In most cases these accounts are edited versions of a spoken interview. They have not been researched and may differ from the printed article.

Photographs by Brian Strauss (top) and Maria Stenzel


ZipUSA: 29550 On Assignment Author ZipUSA: 29550 On Assignment Author
ZipUSA: 29550

Field Notes From Author
Lynne Warren

Best Worst Quirkiest
    I started each morning sitting in the sun at the Culinary Company, right in downtown Hartsville on Carolina Avenue. Susan Goode, the owner, and all of her staff were so welcoming. It was a great place to shake off the sleepies.
    You can also get some classic Southern cooking—fried country ham, grits, red-eye gravy, mmmm—from the nice folks just down the street at Carolina Lunch, which happens to be open only for breakfast. I did eat there one day, but I was from the start a fan of the homemade banana-walnut pancakes at Culinary Company. So good. They'd pour me limitless amounts of serious coffee and never seemed to mind how long I sat going over interview notes, reading the Hartsville Messenger, and planning my work for the day. It became my home away from home.

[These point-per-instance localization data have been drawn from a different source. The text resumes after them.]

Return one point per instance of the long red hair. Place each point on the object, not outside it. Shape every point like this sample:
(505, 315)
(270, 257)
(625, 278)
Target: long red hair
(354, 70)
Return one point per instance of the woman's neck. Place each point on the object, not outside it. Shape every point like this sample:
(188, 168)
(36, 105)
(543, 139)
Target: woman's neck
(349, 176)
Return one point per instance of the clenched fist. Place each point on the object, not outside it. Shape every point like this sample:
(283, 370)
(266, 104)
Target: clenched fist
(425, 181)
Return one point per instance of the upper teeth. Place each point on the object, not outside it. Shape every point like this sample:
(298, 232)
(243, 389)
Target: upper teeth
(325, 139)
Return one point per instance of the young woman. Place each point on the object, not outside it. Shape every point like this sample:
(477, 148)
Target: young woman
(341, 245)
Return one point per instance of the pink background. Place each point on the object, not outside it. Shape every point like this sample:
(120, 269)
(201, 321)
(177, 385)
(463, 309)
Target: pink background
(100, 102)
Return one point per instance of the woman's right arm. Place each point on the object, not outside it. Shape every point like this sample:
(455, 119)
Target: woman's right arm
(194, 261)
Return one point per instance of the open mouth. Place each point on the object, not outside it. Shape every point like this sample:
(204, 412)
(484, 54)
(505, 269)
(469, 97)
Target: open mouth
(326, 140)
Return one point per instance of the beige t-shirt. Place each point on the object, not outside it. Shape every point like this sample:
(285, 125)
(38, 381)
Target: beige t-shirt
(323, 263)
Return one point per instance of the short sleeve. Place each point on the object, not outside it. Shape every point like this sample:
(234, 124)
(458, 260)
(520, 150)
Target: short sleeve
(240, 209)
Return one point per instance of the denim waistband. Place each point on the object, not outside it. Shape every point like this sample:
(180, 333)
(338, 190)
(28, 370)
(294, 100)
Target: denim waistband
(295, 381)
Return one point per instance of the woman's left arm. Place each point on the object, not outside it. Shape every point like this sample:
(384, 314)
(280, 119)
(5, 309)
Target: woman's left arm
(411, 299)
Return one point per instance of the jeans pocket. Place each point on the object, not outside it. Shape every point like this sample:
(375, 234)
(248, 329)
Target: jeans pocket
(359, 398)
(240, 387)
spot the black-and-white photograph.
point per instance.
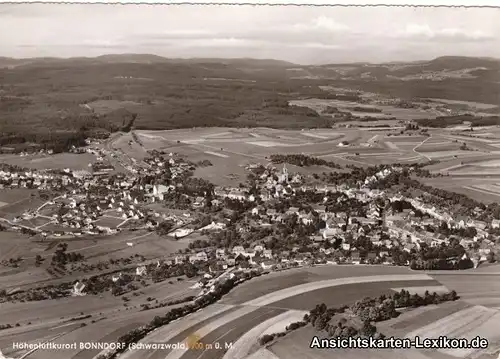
(249, 182)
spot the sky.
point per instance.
(302, 35)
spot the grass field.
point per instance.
(56, 161)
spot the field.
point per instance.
(277, 298)
(95, 250)
(111, 318)
(56, 161)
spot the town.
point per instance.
(274, 221)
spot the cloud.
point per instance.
(322, 23)
(424, 31)
(220, 42)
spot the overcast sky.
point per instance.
(304, 35)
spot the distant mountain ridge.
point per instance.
(439, 63)
(139, 59)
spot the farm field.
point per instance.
(281, 292)
(477, 288)
(56, 161)
(111, 318)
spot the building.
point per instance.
(78, 289)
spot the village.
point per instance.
(273, 222)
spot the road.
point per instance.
(420, 144)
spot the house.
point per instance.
(258, 248)
(238, 250)
(78, 288)
(140, 271)
(267, 253)
(371, 256)
(355, 257)
(461, 221)
(266, 265)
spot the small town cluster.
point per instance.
(273, 221)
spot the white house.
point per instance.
(140, 271)
(78, 289)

    Drag racing is loud. Very, very loud. Hundreds of cars operating at thousands of horsepower make for an intensely noisy environment. Drag racing fans love the roar of the engines, the screaming of the tires; that's part of the appeal of the sport. But it really troubled me to see how many people at the track—including kids—were wandering around without any hearing protection at all. The Darlington International Dragway staff and the National Hot Rod Association (NHRA) folks, who were there to help run the race, wore earmuffs or plugs. (I wore muffs with plugs underneath, and I was still flinching from the assault on my ears.) The NHRA website recommends that spectators use hearing protection, but it's not required.
    Noise levels during an event, even at a fairly modest facility like Darlington, are high enough to cause significant short-term hearing loss in just one day at the track. People who go to a lot of races and don't protect their ears are doing cumulative, potentially permanent, damage to their hearing. Especially for the sake of the children involved, it's an issue that I'd like to see motor sports organizations—and fans—take much more seriously than they seem to now.

    After a week I'd had about all I could take of the noise and the crowds and the pavement at the track, so I headed west toward the tiny town of McBee. It's the gateway to the Carolina Sandhills National Wildlife Refuge. Forty-five thousand acres (18,200 hectares) of longleaf pine trees, wiregrass, woodpeckers, wetlands, and silence. Blessed silence. Several of the nice folks photographer Maria Stenzel and I met in Hartsville had invited us to come to church with them on Sunday, but on that particular morning what I really needed was some solitude. A couple of hours in nature's own cathedral—listening only to the sounds of the wind and the bugs and the birds—refreshed my spirit in a way no man-made experience possibly could.